Figures released today by the Australian Institute of Criminology show that the number of people treated in hospitals for firearm-related injuries fell from 616 to 473 (a reduction of 30 percent) in the five years to 1999. This is in line with a significant drop in firearm-related deaths.

In releasing the figures, Dr Adam Graycar, AIC Director, highlighted the limited availability of published information on the number and types of firearm injuries recorded in Australia. "The need for such information has become increasingly important, especially since the introduction of firearms regulations limiting access to firearms", he stated.

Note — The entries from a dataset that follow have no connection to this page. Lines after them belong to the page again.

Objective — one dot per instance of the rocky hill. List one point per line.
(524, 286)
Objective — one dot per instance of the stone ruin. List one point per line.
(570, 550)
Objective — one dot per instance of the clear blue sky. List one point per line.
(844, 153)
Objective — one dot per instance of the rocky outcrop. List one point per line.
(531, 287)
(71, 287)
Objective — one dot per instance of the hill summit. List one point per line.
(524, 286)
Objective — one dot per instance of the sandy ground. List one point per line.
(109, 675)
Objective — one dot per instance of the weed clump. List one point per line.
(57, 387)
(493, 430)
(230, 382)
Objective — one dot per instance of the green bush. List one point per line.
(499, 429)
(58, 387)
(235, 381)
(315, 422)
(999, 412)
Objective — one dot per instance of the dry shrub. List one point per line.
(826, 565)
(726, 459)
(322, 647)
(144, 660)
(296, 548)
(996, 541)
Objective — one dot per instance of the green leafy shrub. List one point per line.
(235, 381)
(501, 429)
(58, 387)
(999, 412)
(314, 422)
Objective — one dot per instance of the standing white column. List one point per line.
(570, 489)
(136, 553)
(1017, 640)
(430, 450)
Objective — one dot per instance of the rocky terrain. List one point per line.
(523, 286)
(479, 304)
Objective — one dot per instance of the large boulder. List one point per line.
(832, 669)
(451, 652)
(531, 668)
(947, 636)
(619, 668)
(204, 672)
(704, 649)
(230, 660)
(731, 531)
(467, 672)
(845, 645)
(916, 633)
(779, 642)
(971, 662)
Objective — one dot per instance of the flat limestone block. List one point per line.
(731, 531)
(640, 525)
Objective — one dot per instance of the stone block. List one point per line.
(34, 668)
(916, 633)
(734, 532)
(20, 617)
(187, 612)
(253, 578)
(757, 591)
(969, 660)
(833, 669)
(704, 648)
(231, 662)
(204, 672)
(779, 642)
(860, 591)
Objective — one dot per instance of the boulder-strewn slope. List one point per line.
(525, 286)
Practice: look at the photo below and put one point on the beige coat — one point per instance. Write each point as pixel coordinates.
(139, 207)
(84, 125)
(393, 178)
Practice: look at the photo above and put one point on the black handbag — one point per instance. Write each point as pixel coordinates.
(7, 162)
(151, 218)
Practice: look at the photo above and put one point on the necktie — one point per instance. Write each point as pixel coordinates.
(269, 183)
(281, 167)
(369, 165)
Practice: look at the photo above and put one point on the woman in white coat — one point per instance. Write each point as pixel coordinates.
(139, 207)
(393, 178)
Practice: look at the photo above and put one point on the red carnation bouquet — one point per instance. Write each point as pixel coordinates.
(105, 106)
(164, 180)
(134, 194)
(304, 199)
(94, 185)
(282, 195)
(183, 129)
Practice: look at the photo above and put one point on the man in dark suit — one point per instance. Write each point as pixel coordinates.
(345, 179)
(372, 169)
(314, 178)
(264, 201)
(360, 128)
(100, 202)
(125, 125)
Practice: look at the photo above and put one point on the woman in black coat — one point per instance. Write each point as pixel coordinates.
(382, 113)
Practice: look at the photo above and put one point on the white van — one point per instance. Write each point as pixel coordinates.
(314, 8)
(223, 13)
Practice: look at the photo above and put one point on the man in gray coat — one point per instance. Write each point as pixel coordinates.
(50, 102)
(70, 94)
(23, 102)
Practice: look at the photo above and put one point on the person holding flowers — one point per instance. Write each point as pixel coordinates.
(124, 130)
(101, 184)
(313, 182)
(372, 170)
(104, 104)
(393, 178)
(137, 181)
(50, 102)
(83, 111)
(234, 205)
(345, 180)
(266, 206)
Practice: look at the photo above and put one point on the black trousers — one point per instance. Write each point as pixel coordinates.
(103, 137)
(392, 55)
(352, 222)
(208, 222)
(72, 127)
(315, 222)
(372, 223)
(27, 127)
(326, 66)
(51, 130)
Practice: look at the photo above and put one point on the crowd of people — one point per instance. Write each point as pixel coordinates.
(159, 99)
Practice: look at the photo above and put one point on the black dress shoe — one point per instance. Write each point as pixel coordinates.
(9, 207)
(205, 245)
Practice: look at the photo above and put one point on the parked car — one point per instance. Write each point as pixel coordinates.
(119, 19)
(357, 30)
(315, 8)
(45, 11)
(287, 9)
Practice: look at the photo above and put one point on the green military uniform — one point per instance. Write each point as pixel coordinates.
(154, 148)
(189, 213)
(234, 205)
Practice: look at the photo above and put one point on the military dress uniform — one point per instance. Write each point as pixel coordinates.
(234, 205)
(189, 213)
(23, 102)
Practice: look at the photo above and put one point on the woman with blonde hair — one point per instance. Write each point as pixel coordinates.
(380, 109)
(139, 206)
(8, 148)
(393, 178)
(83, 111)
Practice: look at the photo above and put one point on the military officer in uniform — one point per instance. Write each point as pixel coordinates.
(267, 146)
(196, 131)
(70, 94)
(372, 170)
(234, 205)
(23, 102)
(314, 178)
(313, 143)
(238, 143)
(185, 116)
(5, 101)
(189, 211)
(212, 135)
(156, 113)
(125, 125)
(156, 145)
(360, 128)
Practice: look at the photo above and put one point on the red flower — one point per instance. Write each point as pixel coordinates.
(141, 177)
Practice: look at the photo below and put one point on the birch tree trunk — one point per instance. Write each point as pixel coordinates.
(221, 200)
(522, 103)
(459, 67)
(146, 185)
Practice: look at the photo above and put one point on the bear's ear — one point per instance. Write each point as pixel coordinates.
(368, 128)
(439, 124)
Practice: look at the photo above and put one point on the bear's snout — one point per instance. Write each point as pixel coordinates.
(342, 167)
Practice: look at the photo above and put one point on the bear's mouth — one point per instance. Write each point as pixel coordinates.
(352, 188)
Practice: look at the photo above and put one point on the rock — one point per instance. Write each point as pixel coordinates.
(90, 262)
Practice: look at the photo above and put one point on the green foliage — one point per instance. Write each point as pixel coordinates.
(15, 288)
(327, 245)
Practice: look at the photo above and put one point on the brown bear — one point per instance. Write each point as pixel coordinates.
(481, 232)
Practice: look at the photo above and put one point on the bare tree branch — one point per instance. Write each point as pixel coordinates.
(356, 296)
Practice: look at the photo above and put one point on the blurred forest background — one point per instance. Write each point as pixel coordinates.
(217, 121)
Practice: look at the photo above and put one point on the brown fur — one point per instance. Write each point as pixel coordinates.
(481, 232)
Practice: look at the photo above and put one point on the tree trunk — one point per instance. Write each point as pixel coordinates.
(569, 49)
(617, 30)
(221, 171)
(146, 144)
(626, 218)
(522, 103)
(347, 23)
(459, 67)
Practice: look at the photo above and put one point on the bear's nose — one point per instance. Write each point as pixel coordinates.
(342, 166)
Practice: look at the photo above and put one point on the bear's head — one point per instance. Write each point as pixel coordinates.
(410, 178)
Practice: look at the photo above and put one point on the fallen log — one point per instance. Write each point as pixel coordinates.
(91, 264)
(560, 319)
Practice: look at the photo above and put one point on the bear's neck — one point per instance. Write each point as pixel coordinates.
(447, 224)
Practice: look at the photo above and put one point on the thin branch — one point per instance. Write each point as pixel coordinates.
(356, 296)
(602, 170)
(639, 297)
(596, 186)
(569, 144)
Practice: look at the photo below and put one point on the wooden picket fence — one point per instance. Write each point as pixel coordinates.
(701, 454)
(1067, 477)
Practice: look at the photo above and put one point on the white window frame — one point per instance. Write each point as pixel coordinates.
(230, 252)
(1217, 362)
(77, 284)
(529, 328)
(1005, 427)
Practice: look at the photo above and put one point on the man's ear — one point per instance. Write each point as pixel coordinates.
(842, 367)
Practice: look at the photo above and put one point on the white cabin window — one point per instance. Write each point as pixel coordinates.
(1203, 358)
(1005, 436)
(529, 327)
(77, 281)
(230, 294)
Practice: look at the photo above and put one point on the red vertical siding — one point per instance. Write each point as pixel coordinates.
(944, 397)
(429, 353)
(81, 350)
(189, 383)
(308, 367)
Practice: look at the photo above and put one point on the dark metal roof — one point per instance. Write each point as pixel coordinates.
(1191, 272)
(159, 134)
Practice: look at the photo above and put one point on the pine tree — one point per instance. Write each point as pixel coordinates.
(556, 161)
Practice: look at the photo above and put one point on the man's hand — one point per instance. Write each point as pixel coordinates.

The figures are contained in a report, Firearm-related Morbidity in Australia 1994-95 to 1998-99 by Jenny Mouzos. Other facts outlined in the report include:

  • About half of firearm incidents giving rise to hospital treatment in Australia are unintentional. Hospital treatment due to self-inflicted firearm injuries accounted for approximately 16 to 21 per cent during the five-year period. Just under one-quarter of all firearm-related hospital treatments were due to assault. Injuries as a result of law enforcement officers performing their legal duties accounted for just one to two per cent of all recorded firearm-related hospital treatments in Australia.
  • Based on the available information where the type of firearm was recorded (excluding legal intervention and undetermined injuries) most firearm-related injuries were committed with a shotgun (36.1%), a hunting rifle (32.6%) or a handgun (28.5%). About 3 per cent were committed with a military firearm.
  • About nine out of ten firearm-related hospital treatments during the five-year period involved males.
  • Similar to males, the largest proportion of hospital treatments involving females was for accidental injuries (43.4%), and assaults (32.3%).
  • The paper emphasises that firearm-related hospital treatments do not measure the incidence of firearm-related injuries in Australia, as not all persons who suffer firearm-related injuries seek medical attention at a hospital and are admitted.